Жига еще больше рассвирепел.
— Надо бы запретить вам, попам, переводить бумагу и чернила, иначе вы все исказите! Бедная наша история! Как ее изуродовали еще в самом начале, когда ею занимались вы, попы! Короля Кальмана * за то, что он боролся с суеверием и насаждал просвещение, оклеветали, объявив его горбатым.
— Вы протестант, господин студент? — спросил священник.
— Убежденный.
— Тогда все понятно.
— Разумеется, вам понятно и то, — презрительно заметил Жига, — почему попы сделали Кальмана горбуном?
— Ну, если вы считаете, что это неправда, то докажите, что у него была прямая спина.
— Ясно и без доказательств. Будь у него такой физический недостаток, его никогда не избрали бы предводителем крестоносцев. Ведь в те времена только физическая сила и мужественная внешность могли импонировать войскам. Да, много воды утекло с тех пор, и все же Евгения Савойского император долгое время не хотел принять в армию потому, что принц был уродлив. Просто невероятно, что историки лишены элементарной логики и до сих пор принимают всерьез глупые поповские измышления.
— Вы, молодой человек, большой враг духовного сословия!
— Я враг семинарий, потому что они воспитывают вас лицемерами.
— А я враг светских школ, потому что они вас воспитывают грубиянами.
— Это что, намек?
— Как вам будет угодно.
— Я попрошу…
Спорщики, как два петуха, готовы были вцепиться друг в друга.
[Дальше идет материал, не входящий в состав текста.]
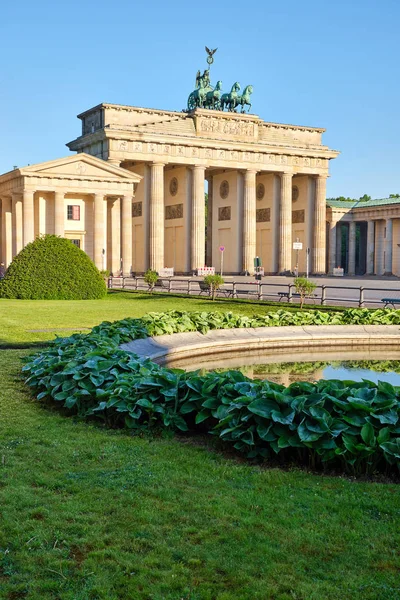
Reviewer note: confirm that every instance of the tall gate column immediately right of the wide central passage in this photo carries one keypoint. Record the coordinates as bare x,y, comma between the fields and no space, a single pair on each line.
249,221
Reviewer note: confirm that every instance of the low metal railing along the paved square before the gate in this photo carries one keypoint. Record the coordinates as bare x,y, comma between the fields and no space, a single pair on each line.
323,294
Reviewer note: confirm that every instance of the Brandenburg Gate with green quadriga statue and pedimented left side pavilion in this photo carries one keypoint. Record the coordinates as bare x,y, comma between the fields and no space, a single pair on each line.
133,197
Глаза попа метали молнии, губы дрожали (безусые губы часто многое выдают). Бернат просто кипел от негодования и с трудом сдерживал свой гнев. В этот момент в комнату на цыпочках вошел гайдук Гергей и, наклонившись к священнику, прошептал ему на ухо:
— Уже начинается. Вас ждут.
Гневные искры мгновенно погасли в глазах попа, он побелел как полотно, поднялся и торопливо вышел вслед за слугой.
Жига очень удивился. Начинается? Что может начинаться? Все в этом доме окутано какой-то таинственностью. Всюду тайна! Таинственно шелестит листва деревьев; тайна витает в воздухе, в сизом дымке, поднимающемся из маленькой трубы домика, где живет садовник.
«Эх, глупости! Все это плод воображения, — успокаивал себя Жига. — Интересно все же, где пропадает Янош? Что они с Дёри могут обсуждать так долго? Не пойти ли за Яношем?» — подумал он, но тут же отказался от этого: неудобно врываться и мешать разговору, когда тебя не звали.
Он посидел еще немного на террасе, ожидая, не придет ли кто. Но в доме было тихо и безлюдно. От домика садовника потянуло отвратительным запахом. Что за черт?
Жига подошел к домику и увидел расставленные на подоконнике длинные стеклянные трубочки. «Ага, вот в чем дело, — топят сало для свечей».
Стеклянные трубки с узким отверстием с одного конца, через которое пропускается фитиль, заполняют растопленным салом. Сало застывает, и свеча готова. Словом, все это было довольно примитивно. Но наши предки, впервые увидев такое изобретение и узнав, что оно принадлежит некоему поляку Каминскому, восхищенно говорили: «Вот это голова!»